Total malignancy includes skin cancers, solid cancers, and hematologic cancers. Cases of malignancy will be identified using the Medical Dictionary for Regulatory Activities (MedDRA) Standardised MedDRA query (SMQ) “Malignancy”. Total malignancy events including NMSC (defined in Section 9.3.2.2.1. will be assessed in the primary analysis.

Malignancy excluding NMSC includes solid cancers and hematologic cancers. Cases of
malignancy will be identified using the MedDRA SMQ “Malignancy”. All malignancy events
excluding NMSC (defined in Section 9.3.2.2.1. will be assessed in the primary analysis.
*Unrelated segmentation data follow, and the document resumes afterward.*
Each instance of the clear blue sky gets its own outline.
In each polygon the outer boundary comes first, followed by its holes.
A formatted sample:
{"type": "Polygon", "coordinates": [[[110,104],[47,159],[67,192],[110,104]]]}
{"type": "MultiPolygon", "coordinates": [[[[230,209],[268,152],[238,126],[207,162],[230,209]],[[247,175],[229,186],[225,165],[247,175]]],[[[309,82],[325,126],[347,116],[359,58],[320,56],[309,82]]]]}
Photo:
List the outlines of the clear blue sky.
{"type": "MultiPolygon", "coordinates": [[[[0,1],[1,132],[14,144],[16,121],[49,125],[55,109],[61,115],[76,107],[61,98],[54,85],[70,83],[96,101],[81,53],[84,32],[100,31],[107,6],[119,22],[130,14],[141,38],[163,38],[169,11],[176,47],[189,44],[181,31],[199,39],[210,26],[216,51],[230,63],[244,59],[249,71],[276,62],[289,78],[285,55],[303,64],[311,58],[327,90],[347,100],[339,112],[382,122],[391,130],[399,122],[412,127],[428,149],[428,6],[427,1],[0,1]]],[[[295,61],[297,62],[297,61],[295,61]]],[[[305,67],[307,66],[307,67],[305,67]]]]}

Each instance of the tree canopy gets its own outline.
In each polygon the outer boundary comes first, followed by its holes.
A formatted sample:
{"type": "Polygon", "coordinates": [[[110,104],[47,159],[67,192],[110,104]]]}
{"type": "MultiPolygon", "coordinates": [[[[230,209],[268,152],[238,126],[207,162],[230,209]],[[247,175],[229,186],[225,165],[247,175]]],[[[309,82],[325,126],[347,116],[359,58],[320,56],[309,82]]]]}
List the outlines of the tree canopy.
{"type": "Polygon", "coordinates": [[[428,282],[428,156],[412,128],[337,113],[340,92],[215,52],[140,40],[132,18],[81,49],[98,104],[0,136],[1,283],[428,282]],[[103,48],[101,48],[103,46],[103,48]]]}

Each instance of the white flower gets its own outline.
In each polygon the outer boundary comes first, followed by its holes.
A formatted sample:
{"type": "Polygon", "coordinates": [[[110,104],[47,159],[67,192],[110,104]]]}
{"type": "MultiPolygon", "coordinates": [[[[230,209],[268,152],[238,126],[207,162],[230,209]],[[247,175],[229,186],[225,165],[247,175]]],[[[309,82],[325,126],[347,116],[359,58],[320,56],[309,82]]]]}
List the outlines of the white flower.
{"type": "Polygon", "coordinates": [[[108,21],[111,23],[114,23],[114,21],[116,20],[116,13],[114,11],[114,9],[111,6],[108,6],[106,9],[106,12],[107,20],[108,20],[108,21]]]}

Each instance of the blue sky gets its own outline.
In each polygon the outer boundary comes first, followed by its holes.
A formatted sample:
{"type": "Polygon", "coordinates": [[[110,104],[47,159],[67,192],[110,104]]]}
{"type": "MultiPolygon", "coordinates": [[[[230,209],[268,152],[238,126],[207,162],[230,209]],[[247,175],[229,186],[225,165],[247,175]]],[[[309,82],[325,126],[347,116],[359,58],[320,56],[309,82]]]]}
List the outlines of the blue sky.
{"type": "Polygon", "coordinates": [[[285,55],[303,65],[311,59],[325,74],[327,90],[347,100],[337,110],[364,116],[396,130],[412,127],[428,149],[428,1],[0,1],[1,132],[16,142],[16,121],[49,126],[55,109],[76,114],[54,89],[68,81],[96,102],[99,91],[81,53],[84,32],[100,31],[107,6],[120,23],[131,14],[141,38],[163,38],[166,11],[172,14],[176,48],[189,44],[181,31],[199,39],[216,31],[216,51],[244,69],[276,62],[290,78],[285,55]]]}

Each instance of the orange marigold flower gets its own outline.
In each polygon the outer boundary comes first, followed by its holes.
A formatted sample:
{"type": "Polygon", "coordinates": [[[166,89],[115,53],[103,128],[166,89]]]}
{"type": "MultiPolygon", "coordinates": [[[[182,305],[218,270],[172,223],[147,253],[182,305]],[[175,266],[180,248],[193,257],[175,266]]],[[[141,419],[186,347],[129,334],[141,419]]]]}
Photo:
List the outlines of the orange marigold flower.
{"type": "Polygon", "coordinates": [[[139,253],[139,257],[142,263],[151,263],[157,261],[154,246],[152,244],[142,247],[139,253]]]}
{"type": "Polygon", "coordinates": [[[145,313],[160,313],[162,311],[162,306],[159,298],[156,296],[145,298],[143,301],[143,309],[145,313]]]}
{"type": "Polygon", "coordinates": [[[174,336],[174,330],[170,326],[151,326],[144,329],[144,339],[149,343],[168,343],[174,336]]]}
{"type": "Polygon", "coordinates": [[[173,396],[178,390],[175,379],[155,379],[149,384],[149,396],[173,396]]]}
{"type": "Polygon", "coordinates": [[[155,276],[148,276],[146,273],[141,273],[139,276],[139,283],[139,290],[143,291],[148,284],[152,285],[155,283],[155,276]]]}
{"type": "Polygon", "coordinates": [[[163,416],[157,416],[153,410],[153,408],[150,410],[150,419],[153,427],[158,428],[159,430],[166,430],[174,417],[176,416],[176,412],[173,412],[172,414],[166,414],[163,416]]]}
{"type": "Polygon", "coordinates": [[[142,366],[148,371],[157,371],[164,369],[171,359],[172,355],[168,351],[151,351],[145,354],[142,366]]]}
Serious infections include infections requiring or prolonging hospitalisation; life-threatening
infections; infections leading to death; infections causing disability; infections causing permanent
damage or congenital abnormality; or medically significant infections (e.g., infections requiring
parenteral or intravenous antibiotics). Cases of serious infection will be identified using the
MedDRA System Organ Class (SOC) “Infections and Infestations”. All serious infection events
will be assessed in the primary analysis. Serious infection sub-categories including but may not
be limited to PML (treated as a delayed onset outcome) and hepatitis B reactivation will also be
assessed.

Data analysis plan

Analyses will be conducted separately for each outcome by the GMSR or the respective registry or its
subcontractor and will include descriptive analyses, comparative analyses (where appropriate), and any relevant sensitivity analyses.
Descriptive statistics will include percentages, means with standard deviations, and event incidence rates. Baseline tables will include the number of patients contributing multiple exposure episodes, including those patients who begin in the comparator cohort(s) before contributing to the ublituximab cohort and those patients who only contribute exposure episodes to the comparator cohort(s).
Propensity scores will be calculated for each exposure episode and used to create a common support population and address imbalances in the patient population that may confound the association between treatment and study outcomes.
Inferential statistics include hazard ratios from frailty Cox proportional hazard models and a two-sided type I error rate of 0.05 will be used. Including the frailty term in the Cox model accounts for the possibility of multiple exposure episodes per patient per cohort when the PS model is applied to the exposure-level dataset.
The proportional hazards assumption will be evaluated prior to fitting the Cox model. Details of the
statistical approach are provided in the following sections. For all analyses, ublituximab will be the treatment of interest and the comparator cohort (either other DMT or other anti-CD20 treatments) will be the reference group. Comparisons with patients receiving other anti-CD20s is intended to provide information about the potential risk of secondary outcomes associated with ublituximab that may not be found with a comparison to other DMT medications. The GMSR will conduct its analyses in R Stat (R Core Team 2021).